In the first half of 2025, Ukraine demonstrated a strong fiscal position. The revenues expanded significantly because of a strong tax performance and higher non-tax inflows. Legislative changes to the military levy and excise rates, higher wages, and inflation led to the rise of tax revenues to $23.3 bn. This is a 14.5% increase compared to the same period last year. At the same time, non-tax revenues surged by 32.6% to $16.4 bn thanks to the military assistance. Grant inflows reached $5.2 bn making external support critical for sustaining fiscal stability.
This is highlighted in the Fiscal Digest for the first half of 2025, prepared by the Center of Public Finance and Governance at KSE Institute.
Defense and security needs contributed to the sharp rise in expenditures. Total spending increased to $58.1 bn which is 17.1% more compared to the same period last year. Defense outlays reached $32.2 bn (+27.8%) and public order expenditures $8.5 bn (+15.2%). Social protection was the only major function to contract and fell by nearly 15%. This was mainly due to lower transfers to the Pension Fund and cuts to support for persons in difficult life circumstances.

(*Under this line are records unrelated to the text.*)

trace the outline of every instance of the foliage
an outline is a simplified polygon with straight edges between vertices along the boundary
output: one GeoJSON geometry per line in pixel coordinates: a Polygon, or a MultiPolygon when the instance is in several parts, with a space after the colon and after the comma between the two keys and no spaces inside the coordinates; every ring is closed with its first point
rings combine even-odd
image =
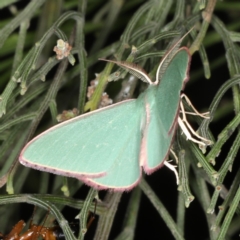
{"type": "Polygon", "coordinates": [[[18,220],[31,215],[20,212],[22,203],[28,203],[39,207],[34,222],[41,224],[50,211],[66,239],[237,238],[239,2],[5,0],[0,7],[5,16],[0,21],[1,232],[8,233],[18,220]],[[163,168],[145,176],[130,193],[100,192],[98,220],[85,236],[96,191],[78,180],[21,166],[21,149],[56,124],[58,112],[76,107],[82,114],[99,106],[104,91],[117,102],[136,97],[145,87],[120,68],[113,73],[114,64],[98,58],[137,62],[154,76],[160,57],[193,26],[184,41],[193,55],[185,93],[198,110],[209,110],[209,119],[192,116],[191,124],[213,144],[201,151],[178,131],[173,148],[179,159],[179,191],[173,174],[163,168]],[[73,46],[68,58],[56,59],[53,48],[58,39],[73,46]],[[86,102],[88,81],[94,78],[98,84],[86,102]],[[122,80],[107,86],[109,79],[122,80]],[[77,209],[70,218],[80,212],[78,238],[61,213],[66,206],[77,209]]]}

In July, Parliament approved long-anticipated amendments to the budget, as the initial plan had underestimated defense needs during active hostilities. The mid-year budget amendments included 6.3% revenues increase and 10.2% expenditures growth. The deficit ceiling was raised by $5.6 bn to $42.2 bn. The amendments reflect the priority of sustaining defense financing.
Having to keep up with record defense expenditures, the government managed to narrow the budget deficit in headline terms. The deficit still remains structurally high. Thanks to the revenue mobilization and external support the deficit fell by 16.7% compared to the same period last year. The fiscal pressures remain significant due to high share of external debt and are only partially offset by temporary inflows in the form of grants. Dependence on grants, revenue volatility associated with the ongoing war, and demographic pressures contribute to the structural fiscal risks.

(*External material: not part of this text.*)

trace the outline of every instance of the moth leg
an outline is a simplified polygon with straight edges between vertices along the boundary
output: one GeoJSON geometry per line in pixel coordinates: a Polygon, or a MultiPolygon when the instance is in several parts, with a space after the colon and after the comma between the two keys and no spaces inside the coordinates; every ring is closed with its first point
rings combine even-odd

The support of international partners, in particular through the Ukraine Facility, ERA, and IMF, remains critical for the budget stability through the end of the year and subsequently. Gross external loans amounted to $15.6 bn while domestic bond issuance fell to $5.6 bn. Transfers from the National Bank also helped bridge the gaps.

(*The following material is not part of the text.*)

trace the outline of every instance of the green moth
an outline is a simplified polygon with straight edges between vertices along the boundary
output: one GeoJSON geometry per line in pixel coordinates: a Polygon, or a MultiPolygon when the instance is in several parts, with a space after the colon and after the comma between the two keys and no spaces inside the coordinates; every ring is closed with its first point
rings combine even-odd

The reliance on external resources has been growing which has resulted in a substantial increase in the state debt. By the end of the first half of 2025, state debt reached $184.4 bn, with external debt comprising 72% of the total. Domestic debt growth was more moderate due to limited issuance and significant redemptions. Active debt management and importantly negotiations on GDP warrants remain essential to contain risks.
Overall risks remain elevated. Any delay or shortfall in external financing could force greater reliance on limited domestic resources, complicating deficit management. Weak economic recovery, infrastructure destruction, and adverse weather may dampen tax and export revenues. Outward migration and labor shortages risk eroding the tax base and increasing social spending needs.